# North Wales Cruise - 10th November



## Mark Davies (Apr 10, 2007)

Because of my commitments policing the Olympics in the summer I wasn't able to organise my usual cruise around North Wales but chances are we would have been washed out by the incessant rain anyway. Even though the days are shorter there is probably a better chance of good weather in the late autumn anyway. To that end (and because I've been mithered to do it!) I'm going to run the cruise early in November.
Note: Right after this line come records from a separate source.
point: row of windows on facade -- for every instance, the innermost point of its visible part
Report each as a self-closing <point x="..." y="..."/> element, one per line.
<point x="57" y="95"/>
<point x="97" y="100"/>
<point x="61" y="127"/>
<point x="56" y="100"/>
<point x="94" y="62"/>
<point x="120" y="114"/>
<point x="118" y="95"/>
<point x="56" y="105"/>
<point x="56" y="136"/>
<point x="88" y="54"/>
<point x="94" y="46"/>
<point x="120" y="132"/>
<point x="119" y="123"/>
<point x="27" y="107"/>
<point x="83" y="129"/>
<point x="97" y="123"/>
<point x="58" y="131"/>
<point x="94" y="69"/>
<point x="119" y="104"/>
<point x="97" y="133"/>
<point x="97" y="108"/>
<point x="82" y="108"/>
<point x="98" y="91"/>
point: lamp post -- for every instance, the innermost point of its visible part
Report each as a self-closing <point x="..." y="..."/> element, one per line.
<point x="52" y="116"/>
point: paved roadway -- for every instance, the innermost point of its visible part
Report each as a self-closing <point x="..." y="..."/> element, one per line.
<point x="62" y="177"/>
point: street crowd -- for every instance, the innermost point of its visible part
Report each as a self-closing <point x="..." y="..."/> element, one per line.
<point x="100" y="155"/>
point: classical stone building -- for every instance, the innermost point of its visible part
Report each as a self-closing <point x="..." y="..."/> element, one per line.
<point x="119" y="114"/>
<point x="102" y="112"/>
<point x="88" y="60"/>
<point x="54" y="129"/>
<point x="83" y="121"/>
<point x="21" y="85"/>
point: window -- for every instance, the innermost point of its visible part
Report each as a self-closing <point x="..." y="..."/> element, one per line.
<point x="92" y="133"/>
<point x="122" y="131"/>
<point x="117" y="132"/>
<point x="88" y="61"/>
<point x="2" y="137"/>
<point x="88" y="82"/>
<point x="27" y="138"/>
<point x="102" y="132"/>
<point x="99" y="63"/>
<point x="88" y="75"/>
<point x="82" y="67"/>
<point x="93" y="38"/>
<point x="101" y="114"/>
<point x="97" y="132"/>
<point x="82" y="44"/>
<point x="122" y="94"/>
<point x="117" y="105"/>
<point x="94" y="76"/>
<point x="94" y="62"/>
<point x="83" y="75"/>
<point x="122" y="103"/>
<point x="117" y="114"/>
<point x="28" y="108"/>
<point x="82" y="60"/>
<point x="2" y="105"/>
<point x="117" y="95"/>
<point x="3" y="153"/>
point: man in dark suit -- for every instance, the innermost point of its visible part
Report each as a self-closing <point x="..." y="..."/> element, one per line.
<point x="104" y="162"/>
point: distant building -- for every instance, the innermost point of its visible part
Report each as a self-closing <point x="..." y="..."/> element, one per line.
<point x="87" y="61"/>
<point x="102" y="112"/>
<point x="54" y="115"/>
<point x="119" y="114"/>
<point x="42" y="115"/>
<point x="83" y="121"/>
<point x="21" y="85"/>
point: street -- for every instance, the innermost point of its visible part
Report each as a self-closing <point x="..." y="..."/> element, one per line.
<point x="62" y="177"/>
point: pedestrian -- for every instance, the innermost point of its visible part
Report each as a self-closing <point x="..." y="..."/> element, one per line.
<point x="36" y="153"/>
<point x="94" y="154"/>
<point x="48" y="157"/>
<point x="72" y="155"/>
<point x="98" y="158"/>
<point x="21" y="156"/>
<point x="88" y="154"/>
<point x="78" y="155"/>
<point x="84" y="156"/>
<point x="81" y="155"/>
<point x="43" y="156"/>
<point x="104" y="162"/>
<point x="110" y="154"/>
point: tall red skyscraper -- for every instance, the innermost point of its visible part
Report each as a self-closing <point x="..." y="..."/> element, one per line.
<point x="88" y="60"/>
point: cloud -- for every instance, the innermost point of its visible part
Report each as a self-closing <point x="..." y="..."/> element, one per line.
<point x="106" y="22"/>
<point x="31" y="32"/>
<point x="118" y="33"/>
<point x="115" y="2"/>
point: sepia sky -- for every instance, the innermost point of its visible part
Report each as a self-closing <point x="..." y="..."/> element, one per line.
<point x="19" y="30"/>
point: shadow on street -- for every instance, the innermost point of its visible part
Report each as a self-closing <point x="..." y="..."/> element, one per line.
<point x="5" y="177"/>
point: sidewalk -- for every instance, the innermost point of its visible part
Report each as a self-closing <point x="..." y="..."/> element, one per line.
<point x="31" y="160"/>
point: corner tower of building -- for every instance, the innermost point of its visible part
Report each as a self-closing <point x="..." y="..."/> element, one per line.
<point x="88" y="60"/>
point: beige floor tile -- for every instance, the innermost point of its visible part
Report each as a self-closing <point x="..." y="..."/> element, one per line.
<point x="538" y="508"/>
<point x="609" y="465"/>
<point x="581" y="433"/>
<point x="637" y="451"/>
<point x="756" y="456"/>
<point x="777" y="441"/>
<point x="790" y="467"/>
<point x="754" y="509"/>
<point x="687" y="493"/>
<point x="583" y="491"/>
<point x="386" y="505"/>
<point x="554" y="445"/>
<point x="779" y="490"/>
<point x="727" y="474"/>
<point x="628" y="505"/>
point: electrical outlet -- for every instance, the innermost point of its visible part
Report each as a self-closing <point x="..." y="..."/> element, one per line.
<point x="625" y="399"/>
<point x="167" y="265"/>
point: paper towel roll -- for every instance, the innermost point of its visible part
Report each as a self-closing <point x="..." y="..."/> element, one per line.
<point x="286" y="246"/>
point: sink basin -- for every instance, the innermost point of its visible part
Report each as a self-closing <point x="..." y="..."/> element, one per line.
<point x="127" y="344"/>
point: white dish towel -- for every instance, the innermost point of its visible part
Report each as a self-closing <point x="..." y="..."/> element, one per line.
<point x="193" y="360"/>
The date is set for Saturday 10th November (to fit in with my shifts, so little flexibility there). We will start as usual from the De Vere hotel at Queensferry. To make the most of the available daylight it will need to be an early start at 9.00 am. I'll put a route together to take in the most popular stretches of road from the previous outings, which will include the run down to Bala and from there towards Porthmadog, a climb over Llanberis Pass and the now famous _evo_ triangle. I'll think of somewhere for lunch and there has been a suggestion of a venue for dinner near to Llandudno, which is convenient to give people a choice of routes home; either the A5 or the A55.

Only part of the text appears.